The Farm CPA
Paul is now part of the fourth generation in America that is involved in farming and hopes the next generation will be involved also. Through his blog he provides analysis and insight to farmer tax questions.
MAJOR Farm Tax Law Changes Proposed by Senate
Nov 21, 2013
WARNING - This Post is longer than Normal.
The Senate released details on their proposed changes to the income tax laws and there are several major changes proposed that would apply to farmers and many of these changes are major. First, I will list all of the changes that are clearly beneficial to farmers:
- Section 179 is increased to $1 million and will phase-out beginning at $2 million. This amount is indexed to inflation in $100,000 increments.
- If the taxpayer has gross receipts under $10 million, then the capitalization rules under Section 263A would not apply to such taxpayer. This would exempt capitalization of orchards and vineyards for taxpayers with revenues under this threshold
So far, that is the only major changes I found that are favorable to farmers. Here are the changes that might not be favorable to farmers:
- Repeal of the automatic deduction for fertilizer costs under Section 180,
- Repeal of the special method of accounting for farmers under Section 447,
- All businesses would be required to use the accrual method of accounting once their three average gross receipts exceed $10 million (indexed for inflation in $1 million increments). If the cash method of accounting is allowed, inventories can be immediately deducted (which may be a benefit and would offset the repeal of Section 180),
- Like-kind rules are eliminated, however, sales of equipment will only be taxable, if the amount received exceeds the cumulative "pool" amount of assets at the end of the year (we cover the pool provisions later in the post),
- Involuntary conversions would be subject to a two-year rollover period instead of more favorable four years or more,
- All depreciation recapture, including buildings, would be subject to ordinary income tax rates. I also believe that any sale of assets placed in a pool would be ordinary gain even if the sales price exceeded original cost,
- The maximum amount that can be depreciated for personal-use automobiles is $45,000 over 5 years,
- Percentage depletion is repealed,
- Half of advertising expenses are allowed in year one, remainder is amortized over 5 years,
- Amortization of most intangible assets are now over 20 years instead of 15 years
Depreciation changes are as follows:
You will no longer keep track of individual assets for income tax purposes (if you prepare GAAP financial statements and state income taxes, you may still be required to keep track of separate assets). All non-real estate assets will be placed into one of four pools. Each pool will start with the previous years ending total, add all new assets, subject any sales proceeds and the remaining pool amount will then be multiplied by the following percentage to arrive at the current year depreciation amount:
- Pool # 1 - 38%
- Pool # 2 - 18%
- Pool # 3 - 12%
- Pool # 4 - 5%
That depreciation amount will then be subtracted to arrive the beginning pool amount for the next year. Almost all farm personal property would be part of Pool #2. All land improvements would be part of Pool # 4 and it appears that all farm buildings would be treated as real estate and deducted on a straight-line basis over 43 years. This would include single purpose agricultural structures (currently on a 10 year life).
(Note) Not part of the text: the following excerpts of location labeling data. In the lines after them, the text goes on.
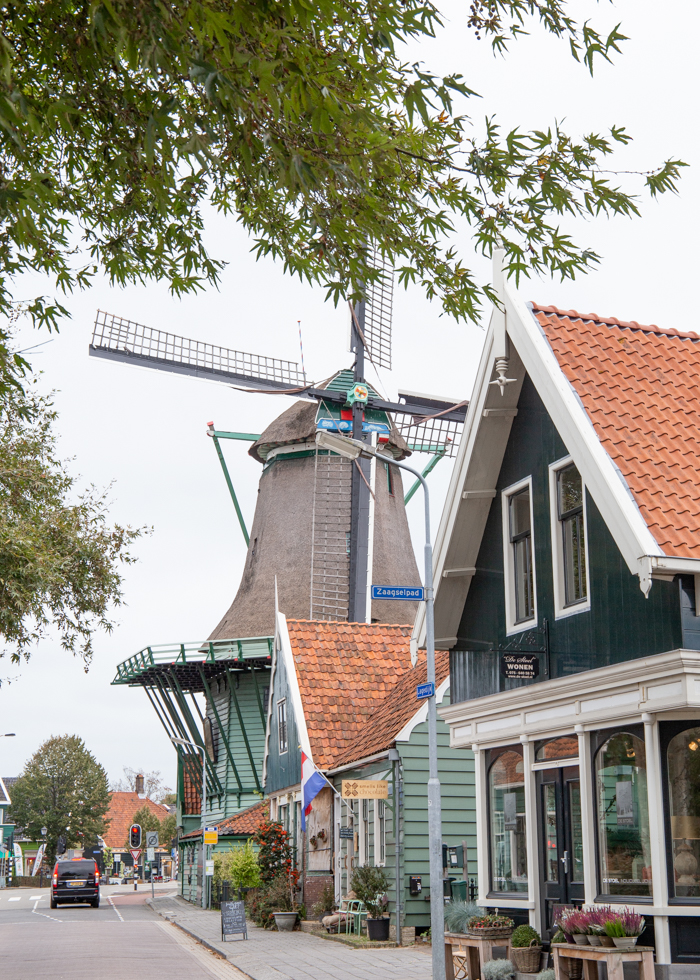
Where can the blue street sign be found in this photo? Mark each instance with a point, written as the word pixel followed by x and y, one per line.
pixel 345 425
pixel 413 593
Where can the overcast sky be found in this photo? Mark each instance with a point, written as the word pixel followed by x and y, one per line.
pixel 146 430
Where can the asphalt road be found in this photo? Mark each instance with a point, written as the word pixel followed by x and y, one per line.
pixel 122 940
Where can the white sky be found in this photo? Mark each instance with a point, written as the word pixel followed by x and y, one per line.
pixel 146 430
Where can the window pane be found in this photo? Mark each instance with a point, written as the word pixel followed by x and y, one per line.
pixel 570 490
pixel 684 798
pixel 549 803
pixel 574 541
pixel 519 512
pixel 576 862
pixel 507 799
pixel 523 579
pixel 565 747
pixel 623 819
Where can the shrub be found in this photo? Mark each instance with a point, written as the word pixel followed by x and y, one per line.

Bonus depreciation would no longer be available.
For most farmers, the benefit of having $1 million Section 179 should outweigh the costs of stretching out the lives of land improvements and farm buildings. However, for livestock intensive operations such as hog, dairy and poultry farmers, this may be a major negative.
As farming operations get larger, the $10 million gross receipts test will get harder and harder for farms to meet which may lead to the mandatory use of the accrual method of accounting. One benefit is that the current "farm" accrual method may be replaced with a "real" accrual method which would result in income only being realized as sales are made. The current farm accrual method requires income to be reported before an actual sale is made.
All-in-all, I believe there are more negative than positive changes in the proposed Senate bill. There is also a House bill floating around which has many proposed changes different from the Senate. It will be interesting to see what finally gets passed (if anything) and we will keep you posted.